Я ценил и до сих пор ценю многие стихи Слуцкого. Всегда уважал его прямоту, верность слову, долгу, присяге. Но никогда не считал его великим поэтом, ибо великий поэт всегда выше, глубже, значительнее своего времени. А Слуцкий был во времени весь со всем своим честным догматизмом, ленинизмом, максимализмом, комиссарством и даже своеобразным сталинизмом. “Великий поэт — это воплощение своей эпохи”, — пишет Евтушенко. А разве Багрицкий (кстати, один из любимых поэтов Слуцкого) не выразил, как никто, кровожадную идеологию классовой борьбы этой эпохи? Разве его формулы “Но если век скажет: “Солги!” — солги! Но если век скажет: “Убей!” — убей!” не были написаны на знаменах времени?

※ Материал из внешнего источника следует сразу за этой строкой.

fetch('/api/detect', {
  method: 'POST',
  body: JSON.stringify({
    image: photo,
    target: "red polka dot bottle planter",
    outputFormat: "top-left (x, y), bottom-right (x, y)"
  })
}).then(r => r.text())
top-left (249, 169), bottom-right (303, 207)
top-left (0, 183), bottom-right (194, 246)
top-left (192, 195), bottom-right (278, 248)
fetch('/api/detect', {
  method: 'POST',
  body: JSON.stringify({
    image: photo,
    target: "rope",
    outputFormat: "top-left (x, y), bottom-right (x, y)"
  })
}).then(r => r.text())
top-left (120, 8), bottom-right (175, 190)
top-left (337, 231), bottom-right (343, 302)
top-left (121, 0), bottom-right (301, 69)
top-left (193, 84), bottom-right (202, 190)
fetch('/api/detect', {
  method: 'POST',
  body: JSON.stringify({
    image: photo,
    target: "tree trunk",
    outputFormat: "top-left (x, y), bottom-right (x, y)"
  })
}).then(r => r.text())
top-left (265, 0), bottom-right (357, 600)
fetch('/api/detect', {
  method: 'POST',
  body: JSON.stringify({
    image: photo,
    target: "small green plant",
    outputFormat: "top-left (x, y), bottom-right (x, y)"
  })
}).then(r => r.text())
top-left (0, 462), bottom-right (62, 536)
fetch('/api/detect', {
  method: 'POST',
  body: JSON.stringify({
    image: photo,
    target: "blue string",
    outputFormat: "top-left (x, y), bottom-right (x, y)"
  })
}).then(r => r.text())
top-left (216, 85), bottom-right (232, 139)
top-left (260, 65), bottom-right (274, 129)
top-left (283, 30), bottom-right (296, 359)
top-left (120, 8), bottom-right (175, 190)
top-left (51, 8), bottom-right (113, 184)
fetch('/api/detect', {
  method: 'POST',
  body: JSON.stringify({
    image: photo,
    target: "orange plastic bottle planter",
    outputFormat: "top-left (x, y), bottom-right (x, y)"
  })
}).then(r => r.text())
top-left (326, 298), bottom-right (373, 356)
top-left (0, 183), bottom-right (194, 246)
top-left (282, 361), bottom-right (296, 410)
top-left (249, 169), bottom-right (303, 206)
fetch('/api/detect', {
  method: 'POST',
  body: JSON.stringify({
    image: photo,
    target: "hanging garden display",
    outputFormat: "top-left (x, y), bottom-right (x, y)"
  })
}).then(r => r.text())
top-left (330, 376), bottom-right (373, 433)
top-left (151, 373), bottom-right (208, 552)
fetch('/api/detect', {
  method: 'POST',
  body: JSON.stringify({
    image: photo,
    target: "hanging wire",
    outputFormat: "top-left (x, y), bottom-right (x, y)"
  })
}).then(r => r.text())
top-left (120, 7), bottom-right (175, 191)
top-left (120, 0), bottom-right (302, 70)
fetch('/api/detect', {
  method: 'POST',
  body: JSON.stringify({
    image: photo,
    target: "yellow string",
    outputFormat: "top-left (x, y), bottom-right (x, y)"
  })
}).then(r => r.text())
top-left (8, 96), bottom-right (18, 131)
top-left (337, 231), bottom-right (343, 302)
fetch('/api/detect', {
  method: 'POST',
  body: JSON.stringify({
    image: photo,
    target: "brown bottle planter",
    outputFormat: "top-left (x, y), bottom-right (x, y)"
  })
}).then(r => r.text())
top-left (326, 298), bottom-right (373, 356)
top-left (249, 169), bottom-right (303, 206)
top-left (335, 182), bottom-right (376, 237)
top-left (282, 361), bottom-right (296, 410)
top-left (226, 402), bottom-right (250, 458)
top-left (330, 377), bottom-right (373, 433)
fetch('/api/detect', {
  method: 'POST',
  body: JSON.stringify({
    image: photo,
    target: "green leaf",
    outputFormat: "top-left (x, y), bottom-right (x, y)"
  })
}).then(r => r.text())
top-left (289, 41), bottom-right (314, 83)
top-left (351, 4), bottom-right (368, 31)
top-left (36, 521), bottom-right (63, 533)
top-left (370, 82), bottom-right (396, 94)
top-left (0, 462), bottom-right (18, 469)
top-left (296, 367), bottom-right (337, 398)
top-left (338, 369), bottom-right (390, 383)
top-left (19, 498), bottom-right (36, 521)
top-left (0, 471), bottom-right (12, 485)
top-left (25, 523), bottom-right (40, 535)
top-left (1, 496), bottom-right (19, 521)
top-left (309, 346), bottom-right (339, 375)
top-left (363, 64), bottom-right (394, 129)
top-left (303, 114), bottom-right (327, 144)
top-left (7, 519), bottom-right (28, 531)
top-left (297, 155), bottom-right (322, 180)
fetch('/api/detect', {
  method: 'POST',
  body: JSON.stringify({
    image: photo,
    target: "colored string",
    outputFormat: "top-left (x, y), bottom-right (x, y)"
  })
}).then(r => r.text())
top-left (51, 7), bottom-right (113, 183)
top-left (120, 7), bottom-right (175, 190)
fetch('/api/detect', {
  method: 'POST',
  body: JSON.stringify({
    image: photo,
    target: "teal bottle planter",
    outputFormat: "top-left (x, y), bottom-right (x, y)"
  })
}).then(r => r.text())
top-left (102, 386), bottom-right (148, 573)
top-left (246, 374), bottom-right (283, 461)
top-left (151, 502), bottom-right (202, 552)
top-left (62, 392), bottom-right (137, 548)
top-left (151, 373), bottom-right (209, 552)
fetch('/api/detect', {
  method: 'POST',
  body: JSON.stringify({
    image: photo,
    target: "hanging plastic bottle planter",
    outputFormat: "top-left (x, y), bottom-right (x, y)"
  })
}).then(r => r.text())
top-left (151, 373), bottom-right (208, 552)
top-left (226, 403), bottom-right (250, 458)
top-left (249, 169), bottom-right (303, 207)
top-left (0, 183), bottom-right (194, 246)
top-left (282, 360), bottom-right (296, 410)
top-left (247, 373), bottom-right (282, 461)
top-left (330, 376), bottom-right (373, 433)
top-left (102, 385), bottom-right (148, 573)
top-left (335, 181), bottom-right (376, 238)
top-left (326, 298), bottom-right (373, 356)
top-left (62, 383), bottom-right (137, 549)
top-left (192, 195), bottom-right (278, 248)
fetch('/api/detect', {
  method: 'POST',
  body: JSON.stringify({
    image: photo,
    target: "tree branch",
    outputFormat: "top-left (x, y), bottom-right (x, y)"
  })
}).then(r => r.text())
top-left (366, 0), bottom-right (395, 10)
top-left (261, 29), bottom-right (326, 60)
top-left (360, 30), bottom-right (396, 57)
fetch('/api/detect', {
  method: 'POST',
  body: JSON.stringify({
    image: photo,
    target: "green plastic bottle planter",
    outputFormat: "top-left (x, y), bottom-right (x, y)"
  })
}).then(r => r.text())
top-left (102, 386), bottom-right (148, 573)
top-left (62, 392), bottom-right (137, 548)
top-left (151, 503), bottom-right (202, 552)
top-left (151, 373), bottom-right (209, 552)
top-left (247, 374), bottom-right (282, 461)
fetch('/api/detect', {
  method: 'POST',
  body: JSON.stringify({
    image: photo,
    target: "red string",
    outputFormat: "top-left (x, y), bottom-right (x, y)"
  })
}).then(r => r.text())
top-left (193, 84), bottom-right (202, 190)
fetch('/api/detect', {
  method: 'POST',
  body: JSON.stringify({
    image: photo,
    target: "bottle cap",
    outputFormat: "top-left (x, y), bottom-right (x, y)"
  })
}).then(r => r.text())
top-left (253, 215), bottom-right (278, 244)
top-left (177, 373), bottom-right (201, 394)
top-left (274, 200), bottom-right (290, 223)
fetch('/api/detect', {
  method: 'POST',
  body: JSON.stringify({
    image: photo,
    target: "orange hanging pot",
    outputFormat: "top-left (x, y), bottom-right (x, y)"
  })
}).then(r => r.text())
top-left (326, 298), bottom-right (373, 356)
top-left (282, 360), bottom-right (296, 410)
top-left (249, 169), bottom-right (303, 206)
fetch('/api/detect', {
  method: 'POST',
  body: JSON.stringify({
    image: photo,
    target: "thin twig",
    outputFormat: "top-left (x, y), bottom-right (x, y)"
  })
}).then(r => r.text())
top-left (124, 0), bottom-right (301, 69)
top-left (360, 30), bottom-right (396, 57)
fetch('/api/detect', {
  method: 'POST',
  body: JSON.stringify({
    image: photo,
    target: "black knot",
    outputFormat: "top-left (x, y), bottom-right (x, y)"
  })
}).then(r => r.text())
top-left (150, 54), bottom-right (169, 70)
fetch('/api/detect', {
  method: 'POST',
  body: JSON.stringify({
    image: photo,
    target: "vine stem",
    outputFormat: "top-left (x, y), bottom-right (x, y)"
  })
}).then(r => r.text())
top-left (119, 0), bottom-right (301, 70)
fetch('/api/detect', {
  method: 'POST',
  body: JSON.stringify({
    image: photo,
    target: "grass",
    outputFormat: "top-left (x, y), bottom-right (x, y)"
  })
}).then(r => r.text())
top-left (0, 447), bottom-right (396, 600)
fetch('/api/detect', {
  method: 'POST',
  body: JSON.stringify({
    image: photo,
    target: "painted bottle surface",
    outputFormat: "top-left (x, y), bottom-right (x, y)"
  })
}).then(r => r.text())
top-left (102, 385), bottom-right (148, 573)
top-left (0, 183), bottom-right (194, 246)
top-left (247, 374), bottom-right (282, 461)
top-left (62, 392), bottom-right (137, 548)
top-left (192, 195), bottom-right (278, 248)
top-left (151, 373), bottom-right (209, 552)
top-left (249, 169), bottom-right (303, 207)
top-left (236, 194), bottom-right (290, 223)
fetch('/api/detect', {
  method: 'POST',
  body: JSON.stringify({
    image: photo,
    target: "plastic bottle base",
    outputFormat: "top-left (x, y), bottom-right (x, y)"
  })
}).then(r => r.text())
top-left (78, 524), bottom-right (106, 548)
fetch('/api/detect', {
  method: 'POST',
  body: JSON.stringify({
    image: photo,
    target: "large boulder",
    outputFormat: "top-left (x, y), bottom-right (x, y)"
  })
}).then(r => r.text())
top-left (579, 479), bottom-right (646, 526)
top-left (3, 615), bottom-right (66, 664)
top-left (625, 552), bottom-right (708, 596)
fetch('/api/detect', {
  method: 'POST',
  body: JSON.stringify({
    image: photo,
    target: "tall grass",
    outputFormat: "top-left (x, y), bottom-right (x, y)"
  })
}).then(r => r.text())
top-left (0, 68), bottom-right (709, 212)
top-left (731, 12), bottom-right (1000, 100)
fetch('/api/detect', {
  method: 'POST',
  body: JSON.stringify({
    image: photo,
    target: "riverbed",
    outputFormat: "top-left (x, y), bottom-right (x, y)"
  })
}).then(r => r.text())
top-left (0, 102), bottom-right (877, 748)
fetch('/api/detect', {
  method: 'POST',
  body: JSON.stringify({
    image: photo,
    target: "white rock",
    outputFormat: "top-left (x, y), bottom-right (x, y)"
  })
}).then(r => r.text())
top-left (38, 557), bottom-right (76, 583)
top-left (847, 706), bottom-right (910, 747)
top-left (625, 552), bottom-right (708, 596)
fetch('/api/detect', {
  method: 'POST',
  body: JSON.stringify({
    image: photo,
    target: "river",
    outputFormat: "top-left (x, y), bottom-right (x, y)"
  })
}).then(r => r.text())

Но можно ли такого поэта, абсолютно соответствующего главному пафосу времени, назвать великим?
Великим поэтом эпохи, скорее всего, можно назвать Сергея Есенина, сказавшего: “Не злодей я и не грабил лесом, не расстреливал несчастных по темницам”,
или даже Осипа Мандельштама с его горестным признанием: “Мне на плечи бросается век-волкодав, // но не волк я по крови своей”. А Борис Слуцкий не выходил за пределы своего времени и соглашался с ним во всём: “Кто тут крайний? Кто тут последний — я желаю стоять, как все”.